We're guessing Scott Wagner is a pretty bright guy.

It took more than luck to become the successful, wealthy businessman he is.

So we're a bit surprised our newest state senator has never heard of Godwin's Rule of Nazi Analogies, commonly referred to in Internet debates.

Created by American author and lawyer Michael W. Godwin in 1990, the humorous adage goes like this: "As an online discussion grows longer, the probability of a comparison involving Nazis or Hitler approaches 1."

In other words, it's inevitable.

As online forums flourished, a whole set of rules grew around the saying, also known as Godwin's Law.

Our favorite is the one that says whenever a Hitler comparison is used in a Web discussion, the thread is immediately ended and the person who used the comparison automatically loses the debate.

That makes perfect sense to us. Such an analogy is almost always inappropriate. In our opinion, the person who plays the Hitler card has little understanding of history — and apparently little in the way of facts actually pertinent to the argument at hand.

Wagner might have had something intelligent to add to the debate last week in the Senate about so-called "paycheck protection" reform, under which government employers wouldn't be able to automatically withdraw dues from union members' paychecks.

Instead, here's what everyone heard:

"The unions are about power and control.

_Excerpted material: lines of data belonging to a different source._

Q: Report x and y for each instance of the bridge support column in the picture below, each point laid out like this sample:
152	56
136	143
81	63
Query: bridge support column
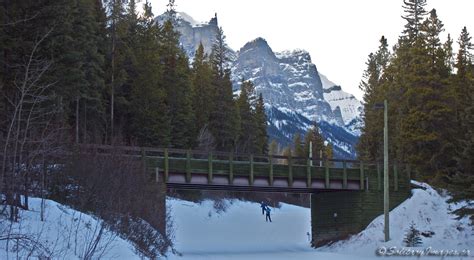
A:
336	215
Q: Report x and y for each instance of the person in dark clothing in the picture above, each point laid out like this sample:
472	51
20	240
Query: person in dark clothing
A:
267	216
263	206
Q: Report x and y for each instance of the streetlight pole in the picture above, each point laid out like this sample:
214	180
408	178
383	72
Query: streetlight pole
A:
385	173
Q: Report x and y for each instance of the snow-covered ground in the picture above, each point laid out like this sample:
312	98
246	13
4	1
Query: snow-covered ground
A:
240	231
65	234
234	229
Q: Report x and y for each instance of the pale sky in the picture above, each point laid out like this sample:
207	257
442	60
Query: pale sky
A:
338	34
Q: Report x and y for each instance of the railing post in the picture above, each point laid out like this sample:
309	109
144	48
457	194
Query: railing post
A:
379	177
308	173
144	160
209	173
344	176
166	164
326	174
157	175
231	168
290	171
409	173
395	176
188	166
251	170
270	177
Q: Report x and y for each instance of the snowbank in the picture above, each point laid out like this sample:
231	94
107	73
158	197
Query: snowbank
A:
237	230
65	234
233	229
429	211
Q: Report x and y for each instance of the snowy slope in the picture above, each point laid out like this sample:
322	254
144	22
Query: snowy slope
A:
240	231
65	234
283	124
350	107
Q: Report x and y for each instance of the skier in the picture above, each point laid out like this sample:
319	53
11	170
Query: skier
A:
263	206
267	216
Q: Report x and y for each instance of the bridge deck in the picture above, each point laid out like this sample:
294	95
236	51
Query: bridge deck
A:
256	173
228	171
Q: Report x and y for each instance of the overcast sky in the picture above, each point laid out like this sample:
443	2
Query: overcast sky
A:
339	34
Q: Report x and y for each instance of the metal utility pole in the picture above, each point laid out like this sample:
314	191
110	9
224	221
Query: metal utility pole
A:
385	174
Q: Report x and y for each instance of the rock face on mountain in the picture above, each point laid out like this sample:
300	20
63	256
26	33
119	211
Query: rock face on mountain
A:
295	93
192	32
287	80
350	108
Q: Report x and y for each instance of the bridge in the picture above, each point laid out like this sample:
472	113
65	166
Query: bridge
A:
346	195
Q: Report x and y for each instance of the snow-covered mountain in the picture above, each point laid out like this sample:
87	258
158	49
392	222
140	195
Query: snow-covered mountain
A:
294	91
349	106
288	80
284	124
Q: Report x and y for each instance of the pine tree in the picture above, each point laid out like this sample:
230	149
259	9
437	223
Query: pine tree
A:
299	149
224	117
412	237
261	121
203	99
461	179
414	14
248	134
150	120
370	142
315	137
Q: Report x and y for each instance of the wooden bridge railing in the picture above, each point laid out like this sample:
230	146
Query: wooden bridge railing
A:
232	165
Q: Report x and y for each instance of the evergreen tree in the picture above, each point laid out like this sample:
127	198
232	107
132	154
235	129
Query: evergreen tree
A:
461	179
176	79
224	116
412	237
261	121
299	149
414	14
203	101
370	142
150	120
314	136
248	135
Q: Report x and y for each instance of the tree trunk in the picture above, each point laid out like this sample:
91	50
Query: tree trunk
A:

And there are two things that I continue to remember about power and control," the Spring Garden Township Republican said on the floor. "There was a gentleman by the name of Hitler, he was about power and control. There's a gentleman by the name of Putin, who's across the ocean, that's about power and control."

Wagner actually doubled down the next day while trying to explain his remarks, saying he also could add Joseph Stalin and Moammar Gadhafi to that list.

By Friday, the senator acknowledged his "unfortunate analogy," but he refused to apologize for his anger "about the injustice being done to my constituents."

After all, paycheck protection is, he said, his No. 1 priority.

First, let us say really? Preventing automatic union dues is Wagner's No. 1 priority?

When did that happen? When asked during his campaign, he told us property tax reform was at the top of his list, along with government efficiency and getting spending under control. Paycheck protection wasn't mentioned.

Maybe his priorities changed since March, when he won a special election to the Senate, or maybe he'd like to argue that high property taxes are directly tied to union dues.

But comparing union members to Nazis is offensive. Unions helped build this country's middle class and create safe environments for hard-working Americans.

Wagner said he doesn't intend to stop speaking his mind, and he encouraged constituents to vote him out of office if they disagree.

If what he says continues to be so off the wall, they should probably take his advice.